What fairness is left in a real trial when the media circus has already rendered judgment?
Using the Supreme Court as the court of first instance also violates fair-trial principles. Without the recording of evidence, cross-examination of witnesses, and the right of appeal, such proceedings went against all principles of due process known to Pakistani jurisprudence. In fact, Chaudhry’s taking suo moto cognizance of any matter became in itself an indictment, making the outcome expressly predictable from the outset. Chaudhry’s observations from the bench, often verbalized angrily, forestalled any possibility of a fair trial in several cases. These damning “prima facie” observations would be taken as directives by trial courts, if the case was knocked down to them, and investigators, who could not dare present findings other than those that Chaudhry himself appeared convinced of. No trial court, even one ordered by Chaudhry to “proceed in accordance with law,” could then carry out an impartial and independent trial to arrive at a conclusion or acquittal contrary to Chaudhry’s “observations.”
It is not the Supreme Court’s remit to examine documents and act as a trial court. It is also not the Supreme Court’s mandate to micromanage independent investigating agencies. During the court’s process of scrutinizing what is and what is not the truth, the well-known and well-entrenched doctrine of leaving investigations to the independent agencies established under law was turned on its head. Several times, reports commissioned by the court from investigating agencies were cast aside and rejected with observations—these observations then dictated the direction in which the investigations were to be concluded. Such preemption and prevention of fair inquiries pollutes due process and perverts justice.

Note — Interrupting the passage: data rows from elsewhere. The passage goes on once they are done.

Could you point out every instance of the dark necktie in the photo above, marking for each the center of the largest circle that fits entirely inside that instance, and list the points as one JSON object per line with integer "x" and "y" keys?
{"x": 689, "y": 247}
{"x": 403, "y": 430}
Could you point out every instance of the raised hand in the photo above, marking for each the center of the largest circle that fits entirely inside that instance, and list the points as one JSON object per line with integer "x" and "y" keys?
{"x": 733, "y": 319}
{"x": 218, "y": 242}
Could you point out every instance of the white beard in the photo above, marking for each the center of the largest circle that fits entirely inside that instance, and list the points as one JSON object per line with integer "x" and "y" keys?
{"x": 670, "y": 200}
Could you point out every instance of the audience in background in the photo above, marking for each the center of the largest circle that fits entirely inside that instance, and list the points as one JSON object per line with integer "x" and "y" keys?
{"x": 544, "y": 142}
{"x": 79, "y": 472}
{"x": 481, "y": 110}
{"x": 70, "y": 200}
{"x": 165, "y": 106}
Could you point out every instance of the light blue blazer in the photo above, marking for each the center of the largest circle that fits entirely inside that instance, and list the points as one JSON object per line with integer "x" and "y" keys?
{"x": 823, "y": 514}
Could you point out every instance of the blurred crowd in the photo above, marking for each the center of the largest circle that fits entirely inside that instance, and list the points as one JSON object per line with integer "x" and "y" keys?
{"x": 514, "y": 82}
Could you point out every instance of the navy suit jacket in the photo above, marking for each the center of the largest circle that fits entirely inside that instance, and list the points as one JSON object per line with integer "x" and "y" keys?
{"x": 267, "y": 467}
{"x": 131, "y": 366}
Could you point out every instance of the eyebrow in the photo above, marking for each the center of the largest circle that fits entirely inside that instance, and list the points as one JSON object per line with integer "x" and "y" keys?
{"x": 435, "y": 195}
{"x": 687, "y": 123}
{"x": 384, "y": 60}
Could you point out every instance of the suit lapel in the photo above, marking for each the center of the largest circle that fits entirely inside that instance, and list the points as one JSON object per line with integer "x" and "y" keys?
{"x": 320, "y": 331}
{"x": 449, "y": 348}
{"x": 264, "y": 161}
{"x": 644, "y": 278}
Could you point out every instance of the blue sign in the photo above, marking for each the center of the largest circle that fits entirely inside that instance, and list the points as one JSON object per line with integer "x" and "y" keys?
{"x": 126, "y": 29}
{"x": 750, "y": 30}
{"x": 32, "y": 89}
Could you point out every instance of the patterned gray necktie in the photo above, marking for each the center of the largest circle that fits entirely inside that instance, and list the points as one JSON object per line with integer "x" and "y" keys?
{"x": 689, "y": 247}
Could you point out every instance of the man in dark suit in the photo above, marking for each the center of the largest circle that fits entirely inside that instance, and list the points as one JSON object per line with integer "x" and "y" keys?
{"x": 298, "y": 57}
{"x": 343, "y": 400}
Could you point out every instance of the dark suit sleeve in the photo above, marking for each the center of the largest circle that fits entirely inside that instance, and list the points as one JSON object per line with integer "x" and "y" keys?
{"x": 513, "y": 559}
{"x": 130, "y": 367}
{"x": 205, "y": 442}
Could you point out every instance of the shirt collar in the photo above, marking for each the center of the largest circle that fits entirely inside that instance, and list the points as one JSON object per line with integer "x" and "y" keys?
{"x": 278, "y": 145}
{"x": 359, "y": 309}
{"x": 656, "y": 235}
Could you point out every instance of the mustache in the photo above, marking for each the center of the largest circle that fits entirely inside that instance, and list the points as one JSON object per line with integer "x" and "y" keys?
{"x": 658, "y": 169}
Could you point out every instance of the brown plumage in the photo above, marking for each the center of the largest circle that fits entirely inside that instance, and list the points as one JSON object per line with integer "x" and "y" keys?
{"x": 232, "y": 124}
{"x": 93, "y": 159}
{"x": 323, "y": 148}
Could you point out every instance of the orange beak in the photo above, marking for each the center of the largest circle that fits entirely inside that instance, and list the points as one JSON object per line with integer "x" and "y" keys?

It hardly makes for a fair trial.
Will Chief Justice Tassaduq Hussain Jillani’s court be different? All indications are that it will be. The new chief justice has barred coverage of court proceedings through breaking news and TV tickers. He’s also offered clarity on fair-trial principles and on the court’s suo moto powers—which should be exercised in less headline-making but nonetheless critical matters, for example, against the virtual enslavement of brick-kiln workers across Pakistan or for the protection of heritage sites and the environment.
The Jillani court is expected to be cautious and more deliberate. He recently said that “the court has to guard against frivolous petitions” and quoted with approval the statement that “public-interest litigation is a weapon which has to be used with great care and circumspection and the judiciary has to be extremely careful to see that behind the beautiful veil of public interest, an ugly private malice, vested interest, and/or publicity-seeking is not lurking.”
This new direction has been welcomed by lawyers and by the business community, which was hit hardest by the uncertainty caused by the Chaudhry court after it voided one commercial deal after another and directed that criminal cases also be filed against investors. Pakistan’s judges made history through our shared struggle for free courts. They can do so again by demonstrating restraint, by protecting the constitutional role prescribed to other state organs and institutions, and by improving justice in lower-level courts. Only then will the journey we all embarked on in 2007 reach its culmination.
Zafar is a senior advocate at the Supreme Court. From our Jan. 11, 2014, issue.